Kepa Aulestia-El Correo

 

La investidura de Pedro Sánchez y la gobernabilidad del país dependen de ERC, una vez suscrito el preacuerdo entre ‘rosas’ y ‘morados’. Hasta la más desordenada de las estrategias políticas se basa en su necesidad principal. En este caso, ERC quiere ganar las elecciones autonómicas, cuya fecha está en manos de Torra y de Puigdemont. Todos sus otros propósitos obedecen a ese objetivo: la presidencia de la Generalitat. Sus diputados en el Congreso se abstendrán en la investidura de Sánchez siempre que les convenga para dar el salto en Cataluña. Pero sus pérdidas de votos y escaños el 10-N a favor de la CUP, e incluso de JxCat, en el ‘territori’ -las localidades al margen de la metrópoli barcelonesa- inquieta a las bases ‘republicanas’ y a su dirección. ERC es un partido singular también por su timidez; porque tiende a arrugarse ante la transmutación de la hegemonía convergente en una suerte de régimen que acalla toda reflexión crítica en el seno del independentismo.

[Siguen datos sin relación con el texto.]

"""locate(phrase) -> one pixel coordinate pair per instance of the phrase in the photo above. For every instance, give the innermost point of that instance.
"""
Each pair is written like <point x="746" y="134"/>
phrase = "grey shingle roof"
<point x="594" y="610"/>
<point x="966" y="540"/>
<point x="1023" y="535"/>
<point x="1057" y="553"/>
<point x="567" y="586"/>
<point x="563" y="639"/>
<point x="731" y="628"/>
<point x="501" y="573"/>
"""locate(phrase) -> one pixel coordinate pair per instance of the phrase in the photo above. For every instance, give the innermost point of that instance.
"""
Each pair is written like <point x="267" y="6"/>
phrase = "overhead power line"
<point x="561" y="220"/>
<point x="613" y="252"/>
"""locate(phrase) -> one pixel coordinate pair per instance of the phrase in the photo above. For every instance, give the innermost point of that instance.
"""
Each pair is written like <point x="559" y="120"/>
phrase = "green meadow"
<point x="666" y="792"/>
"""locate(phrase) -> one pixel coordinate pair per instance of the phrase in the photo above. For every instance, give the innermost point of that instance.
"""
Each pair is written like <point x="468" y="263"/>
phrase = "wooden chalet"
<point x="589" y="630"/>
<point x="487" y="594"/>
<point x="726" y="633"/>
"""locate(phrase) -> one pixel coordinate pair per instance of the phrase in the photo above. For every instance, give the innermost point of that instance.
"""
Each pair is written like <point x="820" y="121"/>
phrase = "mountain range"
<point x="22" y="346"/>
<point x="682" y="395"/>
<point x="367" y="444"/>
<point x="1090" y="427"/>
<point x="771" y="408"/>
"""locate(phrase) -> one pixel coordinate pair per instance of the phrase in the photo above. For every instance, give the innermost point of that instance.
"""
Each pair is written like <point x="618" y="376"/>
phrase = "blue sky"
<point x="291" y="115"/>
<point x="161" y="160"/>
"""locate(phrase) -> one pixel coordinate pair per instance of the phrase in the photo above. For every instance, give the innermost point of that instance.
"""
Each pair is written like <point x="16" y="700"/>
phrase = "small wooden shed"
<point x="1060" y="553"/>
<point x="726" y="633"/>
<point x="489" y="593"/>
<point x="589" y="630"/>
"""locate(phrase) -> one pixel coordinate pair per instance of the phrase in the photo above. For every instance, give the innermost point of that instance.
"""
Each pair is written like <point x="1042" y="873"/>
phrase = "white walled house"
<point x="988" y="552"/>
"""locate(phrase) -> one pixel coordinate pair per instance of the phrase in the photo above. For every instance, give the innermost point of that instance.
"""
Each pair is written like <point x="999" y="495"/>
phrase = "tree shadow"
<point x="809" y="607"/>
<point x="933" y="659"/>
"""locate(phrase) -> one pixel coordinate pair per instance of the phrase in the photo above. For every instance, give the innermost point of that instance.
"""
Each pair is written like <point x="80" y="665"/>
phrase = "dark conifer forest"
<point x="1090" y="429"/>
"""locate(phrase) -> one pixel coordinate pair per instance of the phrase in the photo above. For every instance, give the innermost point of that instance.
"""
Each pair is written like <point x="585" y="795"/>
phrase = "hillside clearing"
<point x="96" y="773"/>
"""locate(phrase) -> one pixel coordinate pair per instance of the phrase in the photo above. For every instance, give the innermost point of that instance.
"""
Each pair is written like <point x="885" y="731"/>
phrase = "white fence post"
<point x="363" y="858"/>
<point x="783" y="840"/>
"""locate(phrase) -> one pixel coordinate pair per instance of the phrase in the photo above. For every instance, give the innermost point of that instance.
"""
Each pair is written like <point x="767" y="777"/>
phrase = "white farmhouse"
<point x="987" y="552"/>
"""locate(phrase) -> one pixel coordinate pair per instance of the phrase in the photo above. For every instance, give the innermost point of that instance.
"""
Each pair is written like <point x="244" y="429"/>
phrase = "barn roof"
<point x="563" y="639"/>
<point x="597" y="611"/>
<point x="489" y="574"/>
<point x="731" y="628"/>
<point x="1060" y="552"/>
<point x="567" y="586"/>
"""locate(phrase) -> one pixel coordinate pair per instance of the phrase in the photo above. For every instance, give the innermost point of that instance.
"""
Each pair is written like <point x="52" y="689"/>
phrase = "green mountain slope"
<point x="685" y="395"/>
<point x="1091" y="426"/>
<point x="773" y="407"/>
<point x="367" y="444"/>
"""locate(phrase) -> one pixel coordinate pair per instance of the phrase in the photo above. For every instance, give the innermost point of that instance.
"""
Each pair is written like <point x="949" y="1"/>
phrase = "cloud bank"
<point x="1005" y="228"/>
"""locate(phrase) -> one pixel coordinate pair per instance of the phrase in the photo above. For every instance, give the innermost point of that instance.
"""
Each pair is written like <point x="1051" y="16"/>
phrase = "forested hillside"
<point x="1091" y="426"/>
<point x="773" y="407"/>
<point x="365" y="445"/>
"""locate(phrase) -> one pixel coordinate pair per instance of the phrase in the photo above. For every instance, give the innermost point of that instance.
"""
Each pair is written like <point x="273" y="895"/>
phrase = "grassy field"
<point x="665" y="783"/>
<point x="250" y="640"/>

ERC es tan singular, que fueron Marta Rovira y Oriol Junqueras -en ese orden- quienes cerraron el paso al hoy desatado Puigdemont, cuando éste se inclinaba por convocar elecciones autonómicas, para evitar el 155, entre el 26 y el 27 de octubre de 2017. Bastaron una madrugada insoportable de improperios a voz en grito en el Palau, y la visita posterior de un pequeño grupo de jóvenes que irrumpieron en la plaza Sant Jaume denunciando «traición», para que el autoexiliado en Waterloo se aviniese a las exigencias de ERC. Episodio respecto al que ninguno de sus dirigentes ha emitido señal alguna de autocrítica; porque hace dos años todos ellos eran partícipes de la unilateralidad. Hoy ERC aparece como la cara moderada, pragmática, del independentismo. Pero las causas que los socialistas esgrimen para mantener reservas ante el concurso del ‘republicanismo’ secesionista en su nueva misión -su voto contrario al proyecto presupuestario para 2019 y a la designación de Miquel Iceta como senador autonómico- se quedan cortas ante la imprevisibilidad de sus actos posteriores.

Llorens, Maciá, Companys, Tarradellas, Barrera, Colom, Carbonell, Carod-Rovira, Puigcercós y Junqueras componen una línea discontinua de ochenta y ocho años de historia. Con la singular característica de que en cada etapa dirigentes y afiliados renuevan drásticamente la composición humana de un grupo político adepto a las emociones, pero timorato. Si hubiera que dictar un juicio moral, es mejor gente que la metamorfoseada de Convergència. Como si, a pesar de su naturaleza cambiante, ERC continuara fiel al testamento del president Lluís Companys en vísperas de su fusilamiento: «A cuantos me han agraviado perdono; a cuantos haya podido agraviar pido perdón». Una ética políticamente peligrosa, porque descree de la estabilidad.